Dame Sarah Storey has become Great Britain's most successful female Paralympian after winning the 12th gold medal of her career on the opening day in Rio. The 38-year-old cyclist claimed her record-breaking medal in the C5 3,000m individual pursuit final, overtaking teammate Crystal Lane, who took silver, after just 1,375m of the race.

Prior to the final, Storey shared the GB women's record for Paralympic gold medals with Baroness Tanni Grey-Thompson, the former wheelchair racer. As expected, however, she easily defeated her compatriot on the track to move clear of Baroness Tanni on the all-time list.

"Tanni's still a hero to me," said Dame Sarah, who is set to compete in the C4-5 road race, C5 time trial and C4-5 500m time trial in Rio, reports the BBC. "To go quicker than London after having my daughter Louisa is the icing on the cake.

"You can never underestimate anyone on the other side of the track. It's amazing and I don't think it will sink in for a very long time."

Elsewhere on a glittering first day for Team GB in Rio, which featured five golds and 11 medals in total – Steve Bate, along with his pilot Adam Duggleby, and Megan Giglia secured additional cycling golds, while swimmers Ollie Hynd and Bethany Firth also finished first in their finals.

Their success was supplemented by silver and bronze medals for swimmers Harriet Lee and Stephanie Millward respectively. Jessica-Jane Applegate, meanwhile, won bronze behind Firth in the S14 100m backstroke final.

Giglia won Britain's first medal of the day in the C1-3 3,000m and subsequently confessed she was overwhelmed by her achievement, having previously doubted whether she would make it to Rio.

"It hasn't sunk in yet. I wouldn't be here without my teammates, and my back-up team behind me," the 31-year-old athlete, who had a brain haemorrhage and stroke four years ago, told Channel 4.

Megan Giglia
Megan Giglia won Great Britain's first medal in Rio Getty Images

"I didn't think I would make it to Rio and I thought it was a bit ambitious but I wanted to give it a go. Within the British camp, everyone is hyped up and ready to go. I have another three events to go so I will enjoy the races with my legs pedalling as fast as I can."

In the pool, Hynd recorded a world record of four minutes 21.89 seconds to win the S8 400m freestyle final, having won a silver medal at London 2012. "There isn't a day that's gone by where I haven't thought about London and it's all been about putting it right," the Mansfield-born swimmer said after winning gold.

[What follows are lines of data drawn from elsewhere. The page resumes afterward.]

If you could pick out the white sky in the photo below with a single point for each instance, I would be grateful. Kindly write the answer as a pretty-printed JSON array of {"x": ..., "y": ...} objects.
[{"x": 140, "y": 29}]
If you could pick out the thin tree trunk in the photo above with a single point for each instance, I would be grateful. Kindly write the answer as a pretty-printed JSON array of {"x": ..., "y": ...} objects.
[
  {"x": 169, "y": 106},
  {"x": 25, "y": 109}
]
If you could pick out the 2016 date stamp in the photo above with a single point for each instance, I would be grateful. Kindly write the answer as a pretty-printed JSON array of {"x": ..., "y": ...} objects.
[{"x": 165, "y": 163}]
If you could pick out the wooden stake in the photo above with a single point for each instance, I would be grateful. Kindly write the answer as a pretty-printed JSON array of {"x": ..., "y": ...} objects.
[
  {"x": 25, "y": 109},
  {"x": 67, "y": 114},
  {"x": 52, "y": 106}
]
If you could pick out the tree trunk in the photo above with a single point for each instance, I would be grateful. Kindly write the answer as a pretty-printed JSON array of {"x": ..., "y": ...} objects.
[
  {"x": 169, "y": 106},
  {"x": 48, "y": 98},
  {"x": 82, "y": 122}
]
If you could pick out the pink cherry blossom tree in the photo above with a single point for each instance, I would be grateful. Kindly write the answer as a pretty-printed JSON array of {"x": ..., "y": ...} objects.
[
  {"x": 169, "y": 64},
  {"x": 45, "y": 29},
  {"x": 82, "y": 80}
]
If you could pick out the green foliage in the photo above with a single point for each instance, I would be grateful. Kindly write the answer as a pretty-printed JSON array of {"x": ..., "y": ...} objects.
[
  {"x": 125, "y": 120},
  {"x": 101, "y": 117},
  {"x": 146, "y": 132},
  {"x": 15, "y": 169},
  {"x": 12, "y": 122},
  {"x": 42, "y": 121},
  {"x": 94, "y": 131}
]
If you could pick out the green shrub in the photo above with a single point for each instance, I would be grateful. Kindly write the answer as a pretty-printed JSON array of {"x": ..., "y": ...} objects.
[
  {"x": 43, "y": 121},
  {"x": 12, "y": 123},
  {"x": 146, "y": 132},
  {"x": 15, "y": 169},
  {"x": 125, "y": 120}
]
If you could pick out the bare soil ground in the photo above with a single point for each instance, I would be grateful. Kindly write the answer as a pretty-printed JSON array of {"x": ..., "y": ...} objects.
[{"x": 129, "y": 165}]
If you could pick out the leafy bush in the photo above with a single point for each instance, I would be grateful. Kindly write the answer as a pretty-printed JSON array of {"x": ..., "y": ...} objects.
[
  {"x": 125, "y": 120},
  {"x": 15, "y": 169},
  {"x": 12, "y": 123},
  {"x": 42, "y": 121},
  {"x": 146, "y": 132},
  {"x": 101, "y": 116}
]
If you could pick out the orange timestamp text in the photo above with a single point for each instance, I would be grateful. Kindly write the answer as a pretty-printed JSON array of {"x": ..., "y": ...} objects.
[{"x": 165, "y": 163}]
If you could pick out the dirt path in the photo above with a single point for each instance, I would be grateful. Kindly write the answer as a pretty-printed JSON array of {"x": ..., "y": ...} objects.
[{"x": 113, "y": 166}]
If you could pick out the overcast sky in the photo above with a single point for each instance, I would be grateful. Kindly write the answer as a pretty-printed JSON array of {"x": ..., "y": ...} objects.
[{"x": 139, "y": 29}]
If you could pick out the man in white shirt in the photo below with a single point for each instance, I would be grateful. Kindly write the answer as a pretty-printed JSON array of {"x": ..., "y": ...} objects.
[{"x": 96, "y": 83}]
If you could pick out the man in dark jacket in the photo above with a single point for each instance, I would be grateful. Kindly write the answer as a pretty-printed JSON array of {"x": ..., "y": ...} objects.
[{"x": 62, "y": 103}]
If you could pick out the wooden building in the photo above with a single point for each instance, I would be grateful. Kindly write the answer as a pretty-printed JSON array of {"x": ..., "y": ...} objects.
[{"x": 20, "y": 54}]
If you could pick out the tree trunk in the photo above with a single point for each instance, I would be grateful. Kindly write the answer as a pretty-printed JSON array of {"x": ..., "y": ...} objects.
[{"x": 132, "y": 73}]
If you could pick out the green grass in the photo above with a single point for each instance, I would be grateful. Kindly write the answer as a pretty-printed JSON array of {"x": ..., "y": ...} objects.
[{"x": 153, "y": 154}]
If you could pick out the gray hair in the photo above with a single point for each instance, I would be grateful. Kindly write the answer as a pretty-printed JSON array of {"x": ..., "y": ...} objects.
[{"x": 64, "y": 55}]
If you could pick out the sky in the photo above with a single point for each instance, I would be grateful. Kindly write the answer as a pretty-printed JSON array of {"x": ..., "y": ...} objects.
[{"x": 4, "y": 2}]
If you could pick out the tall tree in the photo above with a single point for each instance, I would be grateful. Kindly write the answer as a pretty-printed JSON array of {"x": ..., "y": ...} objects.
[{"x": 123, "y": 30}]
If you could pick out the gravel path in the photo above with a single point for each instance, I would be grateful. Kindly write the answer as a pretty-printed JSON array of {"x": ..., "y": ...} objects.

"I knew I needed to go out and do my own race. Although I'm a little bit disappointed not to go quicker, the gold is the most important thing."

Other notable performances from members of Team GB included Jonnie Peacock beginning the defence of his T44 100m title by recording a Paralympic record 10.81 seconds to win his heat, while Alan Oliveira – the double amputee world record holder – failed to even qualify for the final.

Additionally, Britain's Georgina Hermitage equalled her world record in her T37 100m heat – and will be going for gold on Friday (9 September).